🐛 Do not update MS status when unable to get workload cluster or machine node #10436

jessehu · 2024-04-15T04:29:50Z

What this PR does / why we need it:
The ErrClusterLocked error causes the MD.Status.ReadyReplicas changes from 3 to 0 and after about 90s it will be changed back to 3. The reason is updateStatus() in machineset_controller.go ignores the error returned by getMachineNode() and treats the Node as not ready. Setting MD.Status.ReadyReplicas from 3 to 0 is unreasonable and causes issues in our project on top of CAPI.

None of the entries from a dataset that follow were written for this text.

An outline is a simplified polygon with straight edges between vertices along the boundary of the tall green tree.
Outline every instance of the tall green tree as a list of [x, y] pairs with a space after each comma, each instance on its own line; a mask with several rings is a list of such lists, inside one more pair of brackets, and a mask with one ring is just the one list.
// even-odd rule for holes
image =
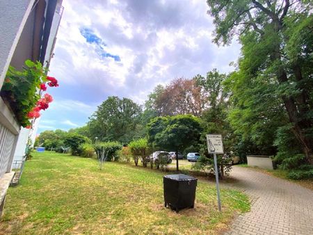
[[[207, 3], [214, 18], [214, 42], [228, 44], [238, 35], [242, 44], [234, 86], [241, 88], [250, 83], [261, 86], [265, 83], [268, 90], [262, 92], [263, 97], [269, 95], [272, 99], [279, 99], [280, 104], [276, 101], [271, 108], [282, 109], [282, 120], [284, 122], [287, 117], [306, 161], [313, 164], [312, 1], [207, 0]], [[248, 97], [248, 92], [246, 96]], [[257, 96], [254, 100], [259, 104], [261, 97]], [[236, 107], [246, 104], [239, 98]], [[259, 118], [266, 122], [268, 108], [263, 107], [264, 110], [259, 110]], [[246, 111], [245, 118], [249, 116], [249, 111]], [[271, 112], [273, 114], [275, 112]]]
[[200, 120], [191, 115], [158, 117], [147, 125], [148, 143], [154, 149], [177, 152], [199, 143], [202, 131]]
[[97, 108], [88, 124], [92, 139], [127, 143], [138, 138], [141, 107], [127, 98], [109, 97]]

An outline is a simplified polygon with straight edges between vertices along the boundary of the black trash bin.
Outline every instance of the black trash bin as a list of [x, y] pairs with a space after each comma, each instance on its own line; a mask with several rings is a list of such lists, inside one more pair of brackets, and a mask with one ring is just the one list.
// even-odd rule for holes
[[164, 205], [176, 212], [193, 208], [198, 179], [184, 174], [168, 175], [163, 177]]

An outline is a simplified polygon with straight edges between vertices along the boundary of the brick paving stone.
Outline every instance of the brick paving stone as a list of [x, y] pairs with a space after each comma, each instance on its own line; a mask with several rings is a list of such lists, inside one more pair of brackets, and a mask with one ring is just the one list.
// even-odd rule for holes
[[251, 201], [250, 211], [240, 215], [225, 234], [313, 234], [313, 191], [253, 169], [234, 166], [233, 187]]

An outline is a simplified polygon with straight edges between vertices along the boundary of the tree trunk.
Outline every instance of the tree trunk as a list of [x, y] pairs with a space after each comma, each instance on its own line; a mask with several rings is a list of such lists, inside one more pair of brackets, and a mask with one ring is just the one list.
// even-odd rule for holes
[[[278, 58], [280, 59], [280, 58]], [[278, 70], [277, 77], [280, 84], [288, 81], [287, 74], [282, 65]], [[307, 113], [303, 112], [302, 108], [298, 108], [296, 101], [292, 97], [284, 95], [282, 99], [286, 107], [289, 122], [294, 125], [292, 131], [305, 155], [305, 160], [307, 163], [313, 164], [313, 140], [305, 135], [305, 129], [312, 127], [312, 124], [310, 121], [301, 120], [301, 118], [299, 118], [305, 117]]]

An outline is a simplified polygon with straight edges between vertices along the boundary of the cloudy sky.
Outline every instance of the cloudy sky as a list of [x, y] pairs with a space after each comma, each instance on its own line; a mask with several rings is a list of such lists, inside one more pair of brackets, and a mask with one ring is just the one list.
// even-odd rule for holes
[[39, 132], [83, 126], [109, 96], [143, 104], [157, 84], [233, 70], [239, 45], [211, 42], [205, 0], [66, 0], [49, 75], [60, 86]]

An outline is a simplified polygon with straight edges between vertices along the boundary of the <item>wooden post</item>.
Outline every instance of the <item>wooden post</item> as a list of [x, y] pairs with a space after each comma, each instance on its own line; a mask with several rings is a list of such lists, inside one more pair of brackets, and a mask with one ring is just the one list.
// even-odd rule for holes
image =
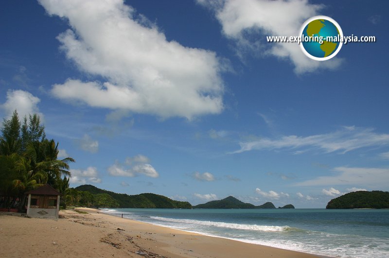
[[28, 201], [27, 202], [27, 212], [26, 215], [27, 217], [30, 216], [30, 205], [31, 203], [31, 194], [28, 194]]

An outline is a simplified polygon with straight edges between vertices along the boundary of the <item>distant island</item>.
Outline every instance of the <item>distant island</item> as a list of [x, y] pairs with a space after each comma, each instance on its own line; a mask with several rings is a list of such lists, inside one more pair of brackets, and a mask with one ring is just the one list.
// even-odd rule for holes
[[70, 191], [70, 195], [72, 197], [70, 199], [73, 202], [70, 202], [68, 205], [75, 206], [106, 208], [192, 208], [192, 205], [188, 202], [175, 201], [159, 194], [141, 193], [129, 195], [104, 190], [91, 185], [83, 185], [71, 189]]
[[[69, 206], [85, 206], [97, 208], [198, 208], [198, 209], [275, 209], [269, 202], [256, 206], [245, 203], [233, 196], [223, 200], [212, 201], [195, 206], [188, 202], [175, 201], [163, 195], [155, 193], [141, 193], [129, 195], [100, 189], [91, 185], [83, 185], [70, 188], [66, 194], [66, 203]], [[282, 209], [294, 209], [291, 204], [279, 207]]]
[[358, 191], [333, 199], [327, 209], [389, 208], [389, 192]]
[[[280, 208], [294, 208], [291, 204], [285, 205]], [[269, 202], [260, 205], [255, 205], [244, 203], [239, 201], [233, 196], [229, 196], [222, 200], [211, 201], [208, 203], [199, 204], [193, 206], [195, 209], [275, 209], [276, 206], [272, 203]]]

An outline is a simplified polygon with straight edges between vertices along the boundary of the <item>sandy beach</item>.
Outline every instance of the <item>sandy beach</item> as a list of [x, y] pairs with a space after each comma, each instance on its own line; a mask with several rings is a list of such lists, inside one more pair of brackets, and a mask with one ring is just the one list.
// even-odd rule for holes
[[0, 257], [317, 258], [77, 208], [57, 221], [0, 213]]

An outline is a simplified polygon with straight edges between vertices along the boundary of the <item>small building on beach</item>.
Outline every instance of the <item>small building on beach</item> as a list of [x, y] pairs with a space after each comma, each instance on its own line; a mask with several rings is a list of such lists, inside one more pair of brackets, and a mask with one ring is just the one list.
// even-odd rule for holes
[[61, 194], [46, 184], [26, 193], [28, 194], [27, 216], [58, 219]]

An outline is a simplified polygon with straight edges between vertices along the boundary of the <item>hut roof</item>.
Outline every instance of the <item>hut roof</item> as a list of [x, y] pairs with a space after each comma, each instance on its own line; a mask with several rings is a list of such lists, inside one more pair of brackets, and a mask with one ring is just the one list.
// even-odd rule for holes
[[32, 190], [26, 193], [27, 194], [41, 194], [45, 195], [60, 195], [61, 193], [54, 189], [51, 186], [46, 184], [43, 186]]

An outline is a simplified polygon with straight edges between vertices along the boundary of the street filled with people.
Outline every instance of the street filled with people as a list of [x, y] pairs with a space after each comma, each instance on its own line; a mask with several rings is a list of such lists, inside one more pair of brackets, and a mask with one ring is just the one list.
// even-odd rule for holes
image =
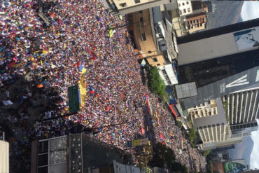
[[[173, 149], [191, 172], [200, 170], [195, 165], [204, 168], [205, 158], [142, 83], [127, 38], [127, 15], [111, 15], [99, 0], [42, 1], [50, 25], [38, 15], [38, 1], [0, 4], [0, 108], [10, 111], [6, 119], [22, 127], [22, 141], [65, 135], [80, 124], [97, 130], [92, 137], [128, 149], [127, 141], [148, 132], [155, 136], [150, 140]], [[20, 83], [22, 78], [29, 80]], [[71, 115], [68, 88], [82, 81], [83, 103]], [[17, 83], [21, 88], [10, 90]], [[146, 123], [146, 95], [152, 130]]]

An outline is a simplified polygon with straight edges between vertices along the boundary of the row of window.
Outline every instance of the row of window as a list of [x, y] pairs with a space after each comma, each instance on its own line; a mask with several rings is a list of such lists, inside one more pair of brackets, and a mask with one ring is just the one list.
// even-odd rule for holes
[[[186, 13], [186, 8], [184, 8], [183, 11], [183, 13]], [[188, 11], [188, 12], [190, 12], [190, 8], [188, 8], [187, 11]], [[180, 15], [183, 14], [183, 12], [182, 12], [181, 10], [180, 10], [179, 12], [180, 12]]]
[[[140, 3], [140, 0], [134, 0], [134, 1], [135, 1], [135, 4]], [[126, 7], [127, 6], [127, 3], [120, 4], [120, 6], [121, 6], [121, 7]]]
[[[188, 4], [189, 4], [189, 2], [188, 2], [188, 1], [187, 1], [187, 2], [186, 2], [186, 5], [188, 5]], [[185, 4], [184, 2], [183, 2], [183, 3], [182, 3], [182, 5], [183, 5], [183, 6], [185, 6], [185, 5], [186, 5], [186, 4]], [[181, 6], [181, 4], [179, 3], [179, 4], [178, 4], [178, 6]]]

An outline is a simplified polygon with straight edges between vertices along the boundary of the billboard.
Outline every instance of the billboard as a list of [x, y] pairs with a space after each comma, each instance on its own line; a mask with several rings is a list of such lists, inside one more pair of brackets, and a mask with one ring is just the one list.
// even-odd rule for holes
[[76, 112], [80, 110], [79, 109], [79, 93], [78, 86], [74, 85], [69, 87], [69, 112]]
[[197, 96], [181, 100], [181, 106], [188, 109], [233, 92], [259, 87], [258, 81], [259, 66], [199, 88]]
[[225, 162], [224, 171], [225, 173], [237, 173], [246, 169], [246, 166], [238, 162]]
[[239, 51], [259, 46], [259, 27], [234, 32], [233, 34]]

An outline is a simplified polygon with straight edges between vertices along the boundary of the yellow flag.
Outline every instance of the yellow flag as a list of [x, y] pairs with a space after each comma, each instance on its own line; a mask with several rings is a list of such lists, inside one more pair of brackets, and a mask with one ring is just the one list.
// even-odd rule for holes
[[109, 31], [109, 36], [110, 36], [110, 38], [112, 37], [113, 36], [113, 29], [110, 29]]

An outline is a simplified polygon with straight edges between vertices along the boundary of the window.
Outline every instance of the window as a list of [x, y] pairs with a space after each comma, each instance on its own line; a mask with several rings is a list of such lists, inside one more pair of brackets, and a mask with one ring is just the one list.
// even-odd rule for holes
[[142, 40], [143, 41], [146, 41], [146, 34], [142, 34], [141, 36], [142, 36]]
[[125, 7], [125, 6], [127, 6], [127, 4], [126, 3], [122, 3], [122, 4], [120, 4], [120, 6], [121, 7]]

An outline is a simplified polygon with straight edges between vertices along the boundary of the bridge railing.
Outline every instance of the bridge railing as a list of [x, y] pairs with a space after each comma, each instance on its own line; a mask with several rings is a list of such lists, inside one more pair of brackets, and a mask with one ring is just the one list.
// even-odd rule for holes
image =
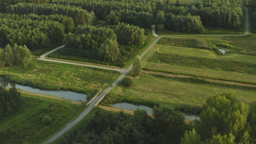
[[96, 93], [95, 96], [93, 96], [93, 97], [92, 97], [92, 98], [91, 99], [91, 100], [89, 100], [89, 101], [87, 102], [87, 103], [86, 104], [86, 106], [87, 107], [87, 106], [88, 106], [88, 105], [90, 104], [92, 102], [92, 100], [94, 100], [94, 99], [95, 99], [95, 98], [96, 98], [97, 96], [98, 96], [99, 94], [100, 93], [100, 92], [101, 92], [101, 90], [100, 92], [98, 92], [97, 93]]
[[97, 106], [97, 105], [98, 105], [98, 104], [99, 104], [99, 103], [100, 103], [100, 101], [101, 101], [101, 100], [102, 100], [102, 99], [104, 99], [104, 97], [105, 97], [105, 95], [106, 95], [106, 94], [107, 94], [107, 93], [108, 93], [108, 92], [106, 92], [106, 93], [105, 93], [105, 94], [104, 94], [104, 95], [103, 95], [103, 96], [102, 96], [102, 97], [101, 97], [101, 98], [100, 98], [100, 100], [99, 100], [99, 101], [98, 101], [97, 102], [96, 102], [96, 104], [95, 104], [95, 105], [94, 105], [94, 106], [93, 106], [93, 108], [94, 108], [94, 107], [95, 107], [95, 106]]

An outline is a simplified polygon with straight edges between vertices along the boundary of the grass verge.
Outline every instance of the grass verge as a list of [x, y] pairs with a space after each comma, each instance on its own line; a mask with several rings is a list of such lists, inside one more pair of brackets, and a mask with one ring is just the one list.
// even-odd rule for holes
[[225, 91], [235, 91], [237, 99], [247, 103], [256, 100], [254, 89], [229, 88], [221, 84], [217, 85], [200, 81], [193, 82], [193, 79], [184, 80], [147, 73], [134, 80], [133, 84], [129, 88], [121, 85], [115, 87], [102, 103], [125, 101], [151, 107], [163, 103], [178, 107], [184, 105], [201, 107], [208, 97]]
[[[0, 121], [1, 143], [42, 143], [84, 109], [82, 105], [41, 95], [22, 93], [20, 110]], [[43, 122], [45, 115], [49, 123]]]

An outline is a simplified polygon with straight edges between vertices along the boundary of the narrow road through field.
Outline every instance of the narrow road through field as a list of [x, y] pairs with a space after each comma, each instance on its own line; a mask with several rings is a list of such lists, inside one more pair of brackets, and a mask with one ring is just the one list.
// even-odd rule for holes
[[[248, 10], [247, 9], [246, 9], [246, 30], [245, 31], [245, 33], [244, 34], [242, 34], [242, 35], [177, 35], [177, 36], [161, 36], [158, 37], [157, 37], [154, 41], [150, 45], [147, 49], [140, 56], [140, 57], [141, 58], [143, 56], [144, 56], [146, 54], [148, 51], [150, 49], [152, 48], [154, 45], [155, 45], [156, 42], [159, 40], [159, 39], [161, 38], [162, 37], [168, 37], [168, 36], [246, 36], [248, 35], [249, 33], [249, 27], [248, 27]], [[65, 46], [64, 45], [62, 45], [60, 47], [59, 47], [57, 48], [56, 49], [54, 49], [54, 50], [53, 50], [51, 52], [50, 52], [47, 53], [45, 53], [44, 54], [42, 55], [42, 56], [40, 56], [40, 58], [39, 59], [39, 60], [47, 60], [50, 61], [53, 61], [53, 62], [61, 62], [62, 63], [68, 63], [70, 64], [75, 64], [76, 65], [80, 65], [79, 64], [77, 64], [76, 63], [72, 63], [72, 62], [67, 62], [66, 61], [61, 61], [60, 60], [48, 60], [44, 58], [44, 57], [47, 55], [48, 54], [54, 51], [56, 51], [58, 49], [60, 49], [62, 47]], [[83, 65], [83, 66], [87, 66], [87, 65]], [[90, 67], [94, 67], [94, 66], [92, 66], [90, 65], [88, 65]], [[105, 90], [100, 95], [99, 95], [99, 96], [97, 97], [95, 99], [94, 99], [93, 100], [92, 100], [91, 103], [91, 104], [74, 121], [72, 122], [71, 123], [70, 123], [65, 127], [64, 128], [62, 129], [62, 130], [61, 130], [59, 132], [57, 133], [54, 136], [52, 137], [50, 139], [48, 140], [48, 141], [49, 142], [52, 142], [55, 140], [59, 138], [61, 136], [62, 134], [64, 134], [65, 132], [68, 130], [70, 130], [71, 128], [72, 128], [78, 122], [79, 122], [80, 121], [81, 121], [82, 119], [83, 119], [84, 117], [85, 116], [88, 114], [89, 112], [93, 108], [93, 106], [94, 105], [96, 104], [97, 102], [98, 102], [101, 97], [102, 97], [103, 96], [107, 93], [108, 92], [110, 91], [122, 79], [124, 78], [124, 77], [126, 75], [127, 73], [130, 71], [131, 69], [132, 68], [133, 65], [132, 64], [129, 67], [126, 69], [123, 69], [124, 71], [121, 74], [121, 75], [115, 81], [115, 82], [113, 84], [113, 87], [109, 87], [106, 90]], [[109, 68], [110, 69], [107, 69], [107, 68], [103, 67], [97, 67], [97, 68], [102, 68], [102, 69], [110, 69], [111, 68]], [[117, 71], [117, 70], [116, 70]], [[46, 144], [46, 142], [45, 142], [44, 144]]]

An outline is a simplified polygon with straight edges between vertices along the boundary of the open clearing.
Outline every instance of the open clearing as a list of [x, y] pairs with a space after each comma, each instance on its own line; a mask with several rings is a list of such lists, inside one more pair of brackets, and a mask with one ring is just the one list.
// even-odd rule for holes
[[201, 106], [207, 97], [227, 91], [235, 91], [237, 99], [246, 103], [256, 100], [254, 90], [195, 84], [170, 78], [143, 73], [141, 77], [134, 80], [131, 87], [118, 86], [109, 94], [112, 99], [135, 103], [185, 104]]
[[100, 89], [108, 87], [119, 74], [68, 64], [41, 60], [33, 62], [33, 66], [26, 70], [18, 67], [3, 68], [0, 70], [0, 75], [10, 81], [33, 87], [85, 93], [90, 98]]

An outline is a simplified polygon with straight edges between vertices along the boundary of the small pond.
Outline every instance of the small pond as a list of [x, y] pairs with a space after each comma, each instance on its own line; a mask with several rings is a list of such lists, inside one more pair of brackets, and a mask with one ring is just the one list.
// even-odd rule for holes
[[31, 92], [57, 96], [72, 100], [81, 100], [83, 101], [86, 101], [87, 95], [86, 94], [77, 93], [69, 91], [54, 91], [34, 88], [9, 82], [4, 77], [0, 77], [0, 85], [8, 88], [15, 87]]
[[227, 52], [228, 51], [227, 50], [222, 50], [222, 49], [219, 49], [218, 50], [219, 50], [219, 51], [220, 51], [220, 52], [221, 52], [221, 53], [222, 53], [222, 54], [224, 54], [225, 53], [226, 53], [226, 52]]
[[[153, 113], [153, 108], [145, 106], [136, 106], [131, 103], [126, 102], [119, 102], [113, 103], [111, 106], [116, 108], [120, 108], [135, 110], [139, 108], [141, 109], [145, 109], [148, 114]], [[186, 113], [182, 113], [185, 116], [185, 119], [190, 120], [195, 120], [196, 118], [199, 119], [199, 115], [198, 114], [189, 114]]]

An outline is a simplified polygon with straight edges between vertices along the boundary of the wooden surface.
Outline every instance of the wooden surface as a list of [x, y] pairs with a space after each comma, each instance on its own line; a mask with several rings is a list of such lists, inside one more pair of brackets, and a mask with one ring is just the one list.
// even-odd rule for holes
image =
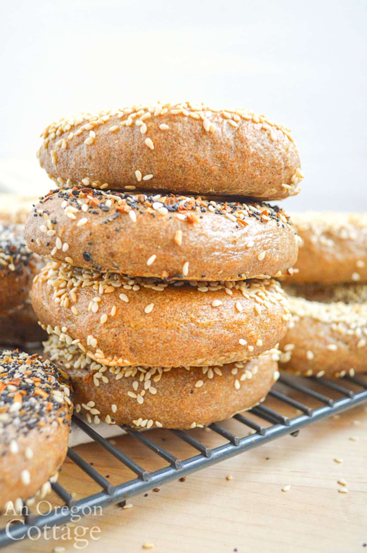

Which issue(s) this PR fixes:
Fixes #10195

Changes
Do not update any fields of MS.Status when unable to get workload cluster or machine Node due to ErrClusterLocked or any other errors. Because the ErrClusterLocked error can be recovered soon after reconciling again, and the error that cannot get machine Node (e.g. network issue, or apiserver unavailable temporarily) should also be recovered soon after reconciling again.
Please refer to more discussion on #10229 (comment).

Test:

The UT code for existing MS.Status update logic does not contain fake Reconciler.Tracker object and not consider the getNode logic. So it needs more changes to add UT for this error scenario.
Ran e2e test for 3 CP & 3 Worker cluster creation with updating CAPI components version(based on CAPI 1.5.2) after the cluster created, observed the following expected behavior:
MD.Status.ReadyReplicas won't change from 3 to 0 when getMachineNode() hit ErrClusterLocked error. The log "Requeuing because another worker has the lock on the ClusterCacheTracker" was printed.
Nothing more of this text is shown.